Which is more important — the human rights of a not very important princess or the strategic interests of a country with an oil rich Gulf Sheikhdom?

In both cases, it seems the former comes a distant second to the latter. There are millions of Indians working in the Gulf whose remittances are an important source of foreign exchange. The importance of oil is self-explanatory.

If a father wants the return of a runaway daughter, why upset him when so much is at stake? That’s Realpolitik. However, in the court of international opinion, India’s action in the Princess Latifa case has been made to look craven in media reports.
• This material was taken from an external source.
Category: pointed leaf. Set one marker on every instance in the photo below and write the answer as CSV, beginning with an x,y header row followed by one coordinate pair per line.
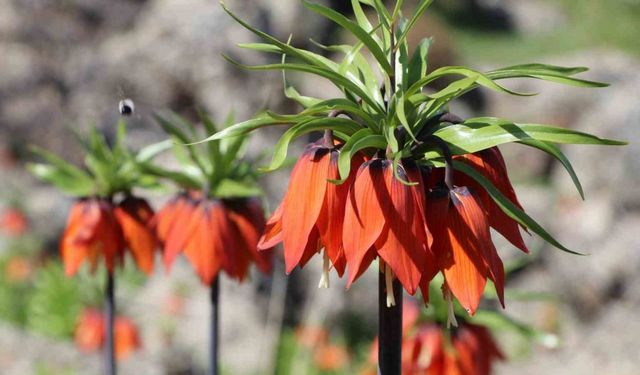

The court case was not about her, however. It was triggered by the decision by the Sheikh’s sixth and youngest wife, Princess Haya Bint Al Hussein, 45, the half-sister of King Abdullah II of Jordan, to remain in the UK with her daughter, Al Jalila, 12, and son Zayed, eight.

The judge ruled against her husband and said she can. He also said his judgment could be published in full, which was not something the 70-year-old Sheikh had wanted.

What had happened to two other daughters from an earlier marriage helped the judge reach his decision that the Sheikh was a cruel father who was not to be trusted. He had “ordered and orchestrated” the abduction and forced return to Dubai of Sheikha Shamsa, then 19, in August 2000 and her sister Sheikha Latifa twice, in 2002 and again in 2018. McFarlane explained in his judgment delivered on Thursday that “a substantial element in the extreme concern (Princess Haya) has for the future well-being of her children arises from her belief that Shamsa and Latifa have been and are deprived of their liberty on an open-ended basis”.

Shamsa, now 38, was abducted from the streets of Cambridge on August 19, 2000, and has never been seen in public since.